Technology has ushered in new threats against our nation’s youth.

Twenty-percent of youths aged 10-17 are sexually solicited over the Internet each year. Research also suggests that one-third of college students are victimized by more than one type of cybercrime each year—and one in four know who the offender was.

Rochester Institute of Technology’s Center for Multidisciplinary Studies is teaming with the National Center for Missing & Exploited Children’s New York branch to take action by hosting the Internet safety conference, “Keeping Children Safe: In a Changing Online World.”

“Children as young as six years of age now routinely access the Internet using computers or devices, such as cell phones, that enable text-messaging and transferring of digitized photos and other documents,” says Sam McQuade, the coordinator of the cross-disciplinary professional studies master’s program in RIT’s Center for Multidisciplinary Studies and author of the best-selling textbook Understanding and Managing Cybercrime.

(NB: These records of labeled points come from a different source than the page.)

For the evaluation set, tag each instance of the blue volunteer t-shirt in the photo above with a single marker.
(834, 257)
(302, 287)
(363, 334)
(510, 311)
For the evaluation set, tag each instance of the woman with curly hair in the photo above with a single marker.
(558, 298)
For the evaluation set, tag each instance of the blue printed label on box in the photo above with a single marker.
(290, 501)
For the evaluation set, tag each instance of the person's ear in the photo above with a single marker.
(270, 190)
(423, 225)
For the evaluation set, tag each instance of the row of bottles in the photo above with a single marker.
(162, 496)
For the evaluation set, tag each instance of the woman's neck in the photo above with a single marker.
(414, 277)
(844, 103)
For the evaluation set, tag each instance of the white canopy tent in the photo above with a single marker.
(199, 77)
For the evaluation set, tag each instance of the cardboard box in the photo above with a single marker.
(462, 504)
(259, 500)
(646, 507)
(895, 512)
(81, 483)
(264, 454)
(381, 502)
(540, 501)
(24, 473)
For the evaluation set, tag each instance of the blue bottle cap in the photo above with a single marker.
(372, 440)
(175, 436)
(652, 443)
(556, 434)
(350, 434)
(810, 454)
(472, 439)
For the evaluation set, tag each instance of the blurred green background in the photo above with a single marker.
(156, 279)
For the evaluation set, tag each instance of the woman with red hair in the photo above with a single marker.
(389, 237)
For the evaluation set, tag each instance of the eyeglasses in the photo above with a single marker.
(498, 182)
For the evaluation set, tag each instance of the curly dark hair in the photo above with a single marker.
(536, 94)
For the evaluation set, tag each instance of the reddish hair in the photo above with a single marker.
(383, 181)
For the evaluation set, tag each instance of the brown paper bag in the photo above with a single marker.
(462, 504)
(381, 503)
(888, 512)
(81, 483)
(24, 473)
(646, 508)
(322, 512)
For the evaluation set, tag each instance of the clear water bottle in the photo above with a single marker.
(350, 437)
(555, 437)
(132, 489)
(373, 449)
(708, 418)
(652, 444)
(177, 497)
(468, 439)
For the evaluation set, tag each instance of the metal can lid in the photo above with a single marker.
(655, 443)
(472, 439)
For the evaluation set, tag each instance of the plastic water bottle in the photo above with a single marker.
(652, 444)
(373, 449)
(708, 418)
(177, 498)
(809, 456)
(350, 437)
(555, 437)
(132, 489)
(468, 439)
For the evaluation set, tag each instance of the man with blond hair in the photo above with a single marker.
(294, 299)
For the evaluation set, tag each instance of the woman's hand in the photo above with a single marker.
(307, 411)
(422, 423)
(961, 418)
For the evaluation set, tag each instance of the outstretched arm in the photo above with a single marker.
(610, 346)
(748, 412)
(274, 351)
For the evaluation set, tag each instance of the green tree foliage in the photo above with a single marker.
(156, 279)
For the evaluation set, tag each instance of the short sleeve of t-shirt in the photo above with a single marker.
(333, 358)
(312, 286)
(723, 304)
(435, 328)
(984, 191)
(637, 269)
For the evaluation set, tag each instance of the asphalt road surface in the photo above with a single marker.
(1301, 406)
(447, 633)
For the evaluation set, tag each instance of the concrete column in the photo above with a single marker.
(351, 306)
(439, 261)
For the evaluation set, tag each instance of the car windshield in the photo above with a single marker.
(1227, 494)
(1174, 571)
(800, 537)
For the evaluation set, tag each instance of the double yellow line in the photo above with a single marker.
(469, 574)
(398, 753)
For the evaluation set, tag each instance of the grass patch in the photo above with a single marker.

McQuade will join Associate Professor Jennifer Schneider, from RIT’s civil engineering technology, environmental management and safety department, to provide a comparative overview of federally funded online information security and cyber ethics teaching tools that are currently available to kindergarten-12th grade school teachers.

Other presentations include sessions by the Federal Bureau of Investigations and www.netsmartz.org.

FBI Supervisory Special Agent Holly Hubert will explore areas that are often dangerous for children on the Internet. Topics will include instant messaging, file sharing services and blogging Web sites that are frequently utilized by child predators.

Mike Robins, the community outreach coordinator for NetSmartz, will discuss the dangers children and teens may encounter online, the characteristics of Internet predators and victims, and Internet safety resources that can help prevent online victimization.

The event is open to the public. On-site registration begins at 8:00 a.m. June 8. The conference will be held 9 a.m.-5 p.m. and will be followed by a reception hosted by Wiley McKenzie, dean of RIT’s College of Applied Science and Technology.